Tres décadas de Constitución: lo que callan los del botafumeiro
He escuchado decir en la televisión, creo que a Victoria Prego, con aire de beatitud budista, que el denominado "periodo constitucional" ha sido el de mayor "paz, prosperidad y concordia" de la Historia de España. La afirmación, dicha tras el asesinato de Uría, me suena a broma, pero no queda ahí la cosa. Oigo también a Santiago Carrillo -que, al revés que Sadam o Milosevic, ha escapado a un juicio justo- espetarle a Manuel Fraga que, mientras que las víctimas de "la República" han sido "enterrados cristianamente" y considerados "héroes", las "víctimas del franquismo" no han sido igualmente reconocidas. Todo esto, evidentemente, pertenece a los habituales y reiterativos fastos del "día de la constitución".

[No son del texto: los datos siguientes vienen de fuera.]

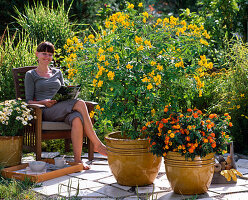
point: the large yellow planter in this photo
(130, 160)
(187, 176)
(10, 150)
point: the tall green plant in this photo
(15, 51)
(137, 64)
(46, 23)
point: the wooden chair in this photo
(43, 130)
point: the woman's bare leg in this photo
(99, 147)
(77, 140)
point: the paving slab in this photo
(174, 196)
(148, 189)
(237, 196)
(242, 163)
(82, 184)
(99, 183)
(227, 188)
(82, 194)
(123, 187)
(113, 192)
(91, 174)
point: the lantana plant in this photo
(190, 134)
(136, 64)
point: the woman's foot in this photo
(101, 148)
(85, 166)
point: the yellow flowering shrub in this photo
(136, 64)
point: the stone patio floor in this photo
(99, 183)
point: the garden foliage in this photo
(191, 133)
(137, 64)
(45, 23)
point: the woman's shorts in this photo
(61, 112)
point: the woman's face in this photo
(44, 57)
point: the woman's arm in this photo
(29, 92)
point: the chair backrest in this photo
(19, 76)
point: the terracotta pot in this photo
(10, 150)
(130, 160)
(187, 176)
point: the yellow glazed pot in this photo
(187, 176)
(130, 160)
(10, 150)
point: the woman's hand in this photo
(49, 103)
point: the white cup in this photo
(59, 162)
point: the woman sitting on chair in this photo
(41, 85)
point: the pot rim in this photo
(108, 136)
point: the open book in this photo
(67, 92)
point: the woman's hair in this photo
(45, 47)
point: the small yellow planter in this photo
(187, 176)
(10, 150)
(130, 160)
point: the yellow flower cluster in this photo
(72, 46)
(116, 19)
(204, 63)
(17, 109)
(180, 64)
(199, 85)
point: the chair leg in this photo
(67, 145)
(38, 152)
(90, 150)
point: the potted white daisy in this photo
(14, 115)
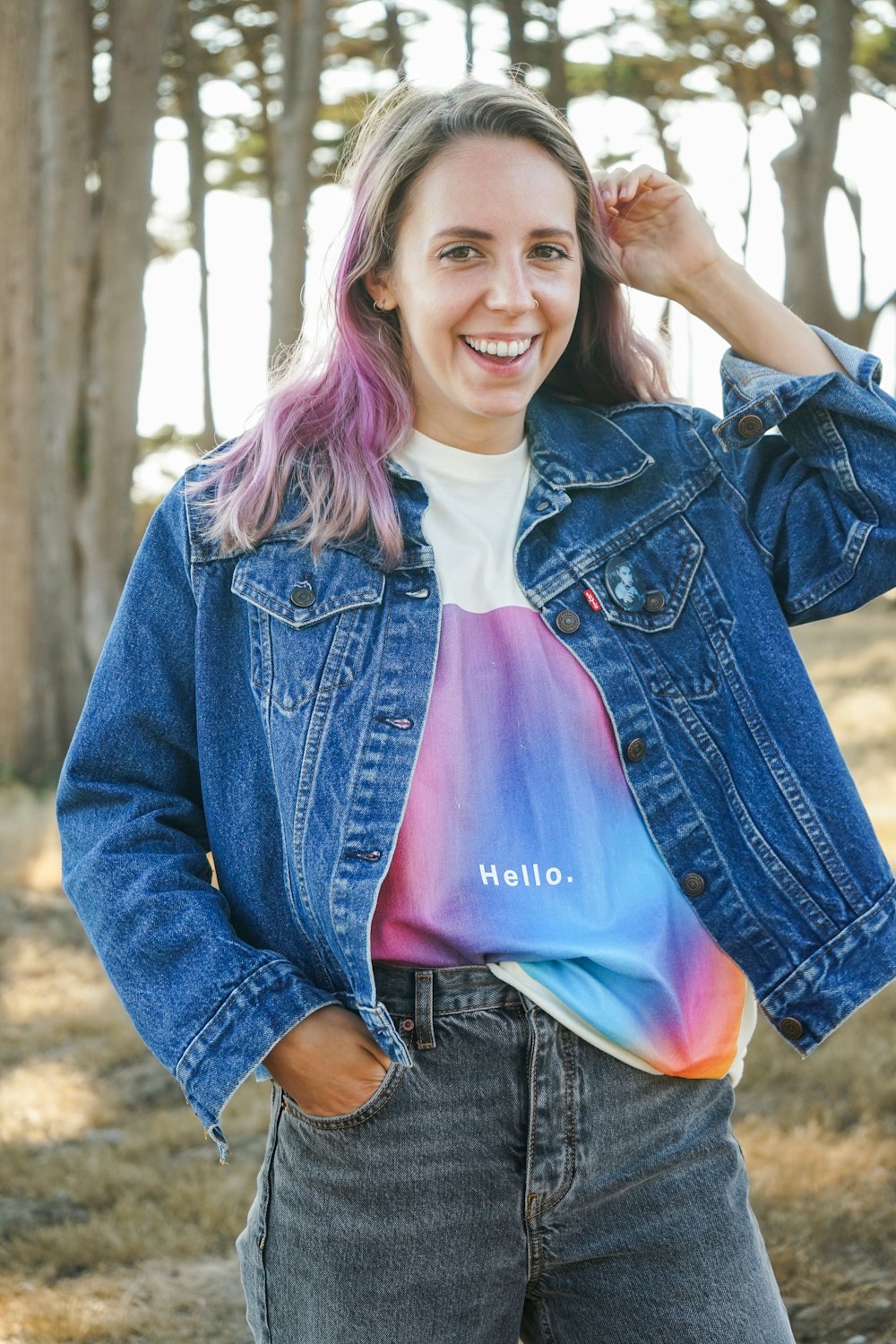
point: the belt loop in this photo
(424, 1010)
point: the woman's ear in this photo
(381, 292)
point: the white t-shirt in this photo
(521, 844)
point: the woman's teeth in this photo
(503, 349)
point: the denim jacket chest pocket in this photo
(661, 596)
(308, 623)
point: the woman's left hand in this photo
(657, 234)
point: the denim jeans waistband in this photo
(418, 995)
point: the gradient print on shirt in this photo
(521, 843)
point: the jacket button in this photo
(750, 426)
(303, 596)
(694, 884)
(567, 623)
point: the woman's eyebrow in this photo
(481, 234)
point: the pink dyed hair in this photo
(332, 419)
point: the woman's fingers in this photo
(622, 185)
(330, 1064)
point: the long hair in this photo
(332, 417)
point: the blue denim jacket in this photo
(269, 711)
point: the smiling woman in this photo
(487, 308)
(470, 667)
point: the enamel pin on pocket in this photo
(625, 585)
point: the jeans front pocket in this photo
(381, 1097)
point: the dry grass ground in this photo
(117, 1222)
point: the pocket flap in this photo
(646, 583)
(282, 580)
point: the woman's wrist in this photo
(756, 327)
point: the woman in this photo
(470, 666)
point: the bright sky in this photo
(712, 148)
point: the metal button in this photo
(750, 426)
(567, 623)
(303, 596)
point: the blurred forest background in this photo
(116, 1222)
(88, 88)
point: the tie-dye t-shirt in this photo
(521, 844)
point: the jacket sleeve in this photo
(818, 495)
(134, 846)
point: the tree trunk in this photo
(70, 354)
(469, 42)
(557, 90)
(517, 46)
(395, 56)
(45, 105)
(805, 174)
(139, 30)
(196, 160)
(301, 32)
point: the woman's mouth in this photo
(500, 354)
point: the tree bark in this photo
(117, 324)
(517, 46)
(198, 191)
(805, 172)
(73, 254)
(301, 31)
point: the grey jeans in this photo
(513, 1183)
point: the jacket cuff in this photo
(245, 1029)
(758, 398)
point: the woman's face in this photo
(489, 230)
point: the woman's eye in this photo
(551, 252)
(460, 252)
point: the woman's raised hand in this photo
(659, 237)
(330, 1064)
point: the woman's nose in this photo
(511, 292)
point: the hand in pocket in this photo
(330, 1064)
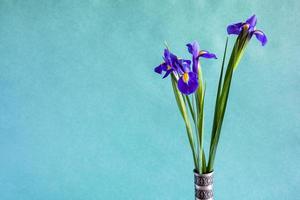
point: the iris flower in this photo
(188, 79)
(250, 27)
(193, 48)
(168, 65)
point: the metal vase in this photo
(203, 186)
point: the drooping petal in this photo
(167, 73)
(184, 66)
(261, 37)
(235, 28)
(169, 57)
(160, 68)
(206, 54)
(188, 83)
(251, 21)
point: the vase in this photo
(203, 186)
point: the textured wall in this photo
(83, 116)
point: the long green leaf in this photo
(182, 107)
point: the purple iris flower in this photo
(193, 48)
(168, 65)
(188, 80)
(250, 27)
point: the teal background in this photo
(83, 116)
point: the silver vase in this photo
(203, 186)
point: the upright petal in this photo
(206, 54)
(261, 37)
(234, 28)
(184, 66)
(188, 83)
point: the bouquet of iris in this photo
(189, 90)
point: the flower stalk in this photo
(189, 89)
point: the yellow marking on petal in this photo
(185, 77)
(202, 52)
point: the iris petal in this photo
(206, 54)
(190, 86)
(160, 68)
(261, 37)
(252, 21)
(167, 73)
(234, 28)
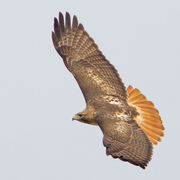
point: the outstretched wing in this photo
(82, 57)
(125, 140)
(148, 118)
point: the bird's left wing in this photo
(82, 57)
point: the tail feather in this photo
(148, 118)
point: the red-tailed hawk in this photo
(129, 122)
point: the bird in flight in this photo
(129, 122)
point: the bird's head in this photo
(85, 116)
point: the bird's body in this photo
(120, 114)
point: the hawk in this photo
(129, 122)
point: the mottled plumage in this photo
(126, 121)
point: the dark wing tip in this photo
(81, 27)
(61, 22)
(54, 40)
(68, 21)
(75, 22)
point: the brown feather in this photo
(128, 127)
(75, 45)
(148, 118)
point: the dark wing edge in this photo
(84, 60)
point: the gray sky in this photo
(38, 96)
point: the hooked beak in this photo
(76, 117)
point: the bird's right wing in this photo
(126, 141)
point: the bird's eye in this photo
(80, 115)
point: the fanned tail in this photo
(148, 118)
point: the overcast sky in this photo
(38, 95)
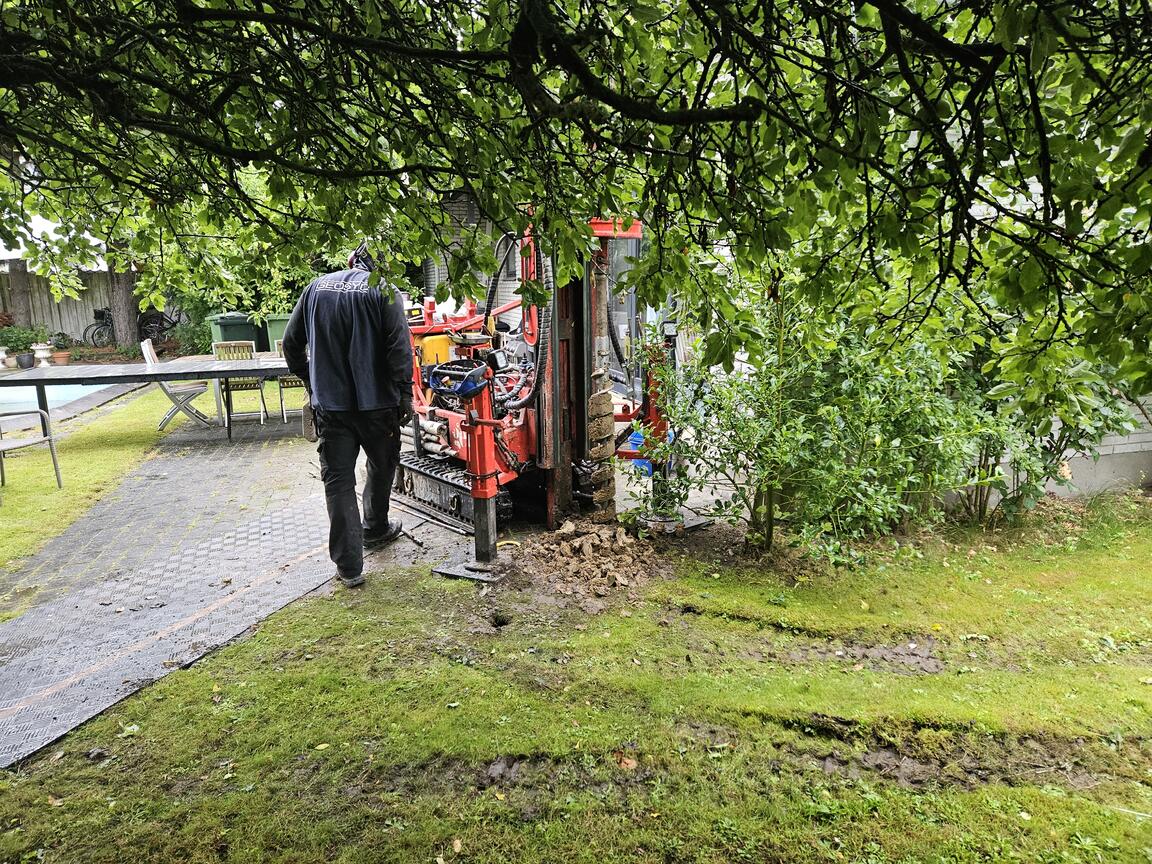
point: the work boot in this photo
(376, 540)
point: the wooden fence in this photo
(68, 316)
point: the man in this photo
(349, 342)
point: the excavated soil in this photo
(582, 563)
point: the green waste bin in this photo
(233, 327)
(275, 325)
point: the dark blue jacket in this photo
(350, 341)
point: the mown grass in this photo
(96, 451)
(396, 724)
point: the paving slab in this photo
(199, 543)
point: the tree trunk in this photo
(124, 307)
(763, 518)
(20, 287)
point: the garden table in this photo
(182, 369)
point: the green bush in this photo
(844, 432)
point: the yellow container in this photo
(436, 349)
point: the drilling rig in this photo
(514, 407)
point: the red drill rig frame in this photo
(500, 407)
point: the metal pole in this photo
(42, 400)
(485, 516)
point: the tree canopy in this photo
(986, 161)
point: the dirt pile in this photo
(585, 561)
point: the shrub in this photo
(20, 340)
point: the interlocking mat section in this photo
(198, 544)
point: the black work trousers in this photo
(342, 434)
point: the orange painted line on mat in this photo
(30, 700)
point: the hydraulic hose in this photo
(543, 347)
(431, 275)
(491, 297)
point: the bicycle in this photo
(151, 324)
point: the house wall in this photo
(1124, 461)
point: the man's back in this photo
(358, 342)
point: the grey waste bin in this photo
(233, 327)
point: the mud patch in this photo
(925, 756)
(916, 656)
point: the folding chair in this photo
(285, 381)
(180, 393)
(15, 444)
(243, 349)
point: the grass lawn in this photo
(982, 700)
(96, 451)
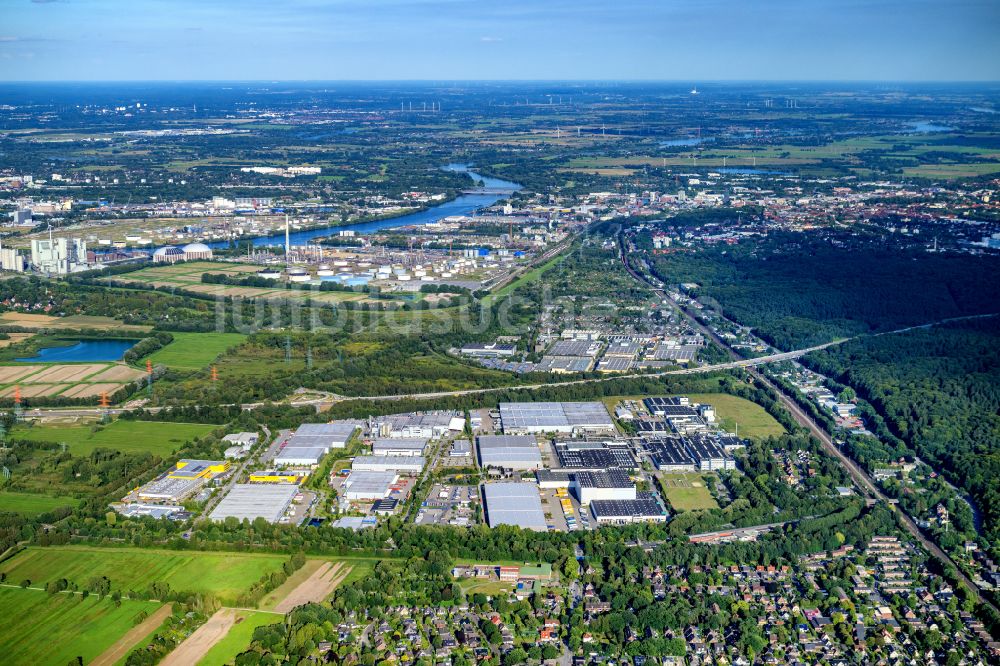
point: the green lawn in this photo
(687, 492)
(158, 438)
(194, 351)
(239, 637)
(732, 410)
(32, 504)
(522, 280)
(226, 575)
(40, 629)
(490, 588)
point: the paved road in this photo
(860, 477)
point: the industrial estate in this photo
(497, 373)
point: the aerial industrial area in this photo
(555, 374)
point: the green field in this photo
(532, 275)
(732, 410)
(226, 575)
(158, 438)
(239, 637)
(39, 629)
(490, 588)
(193, 351)
(32, 504)
(687, 492)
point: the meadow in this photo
(687, 492)
(161, 439)
(225, 575)
(238, 638)
(193, 351)
(40, 629)
(732, 410)
(32, 504)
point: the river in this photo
(461, 205)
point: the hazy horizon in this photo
(914, 41)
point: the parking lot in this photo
(300, 507)
(449, 505)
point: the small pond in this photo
(82, 351)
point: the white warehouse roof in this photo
(389, 463)
(554, 416)
(517, 504)
(256, 500)
(509, 451)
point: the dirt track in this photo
(315, 588)
(124, 645)
(197, 645)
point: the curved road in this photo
(861, 478)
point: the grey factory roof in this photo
(550, 363)
(300, 454)
(609, 479)
(614, 364)
(514, 504)
(623, 348)
(415, 445)
(684, 353)
(669, 452)
(574, 348)
(256, 500)
(555, 415)
(706, 449)
(369, 483)
(645, 504)
(512, 451)
(389, 462)
(322, 434)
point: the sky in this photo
(677, 40)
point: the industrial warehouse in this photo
(517, 504)
(389, 463)
(570, 418)
(368, 486)
(408, 446)
(251, 501)
(564, 465)
(509, 452)
(186, 479)
(312, 441)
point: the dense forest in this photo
(938, 390)
(798, 290)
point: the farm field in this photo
(39, 629)
(687, 492)
(226, 575)
(32, 504)
(72, 322)
(238, 638)
(161, 439)
(70, 380)
(731, 410)
(14, 338)
(193, 351)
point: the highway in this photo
(861, 479)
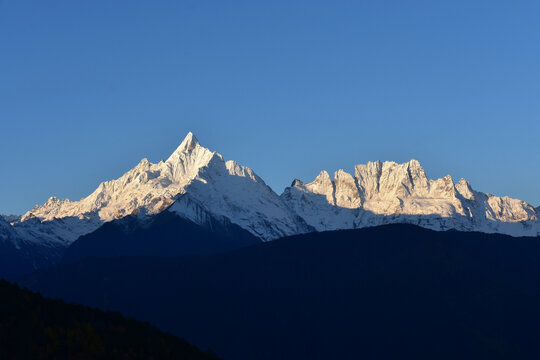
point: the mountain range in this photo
(197, 186)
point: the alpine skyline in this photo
(286, 89)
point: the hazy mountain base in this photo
(395, 291)
(32, 327)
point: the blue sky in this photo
(288, 88)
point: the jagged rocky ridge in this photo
(193, 182)
(387, 192)
(199, 185)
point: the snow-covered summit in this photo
(225, 189)
(387, 192)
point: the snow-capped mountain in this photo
(198, 181)
(387, 192)
(199, 185)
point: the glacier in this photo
(198, 184)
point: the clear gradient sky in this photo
(288, 88)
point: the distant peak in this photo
(189, 143)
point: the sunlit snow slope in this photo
(387, 192)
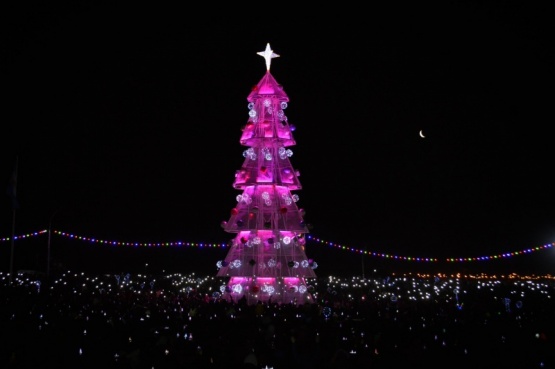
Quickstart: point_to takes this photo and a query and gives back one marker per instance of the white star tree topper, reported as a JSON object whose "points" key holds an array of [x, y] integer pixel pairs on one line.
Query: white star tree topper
{"points": [[268, 54]]}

De ahí que, después de tan aleccionadoras experiencias, tuviera que ver la estampa de Esperanza Aguirre que, como si estuviera en la Speaker´s corner de Hyde Park, arengaba a unos niños también sobre el "dia de la constitución". Naturalmente, esos niños no entendían de lo que decía nuestra presidenta más de lo que entendían sus mayores. ¿Es que infantes y adultos carecen en España de inteligencia? Sin duda, no. Pero, sin embargo, no deja de ser sorprendente -mucho más sorprendente todavía ante el panorama general que se nos ofrece- que nadie analice estos últimos treinta años con un poco de sentido crítico. Muchos creemos que, como dice el refrán, "obras son amores y no buenas razones" o, dicho de otra manera, lo que importa son los datos crudos de la realidad que vivimos.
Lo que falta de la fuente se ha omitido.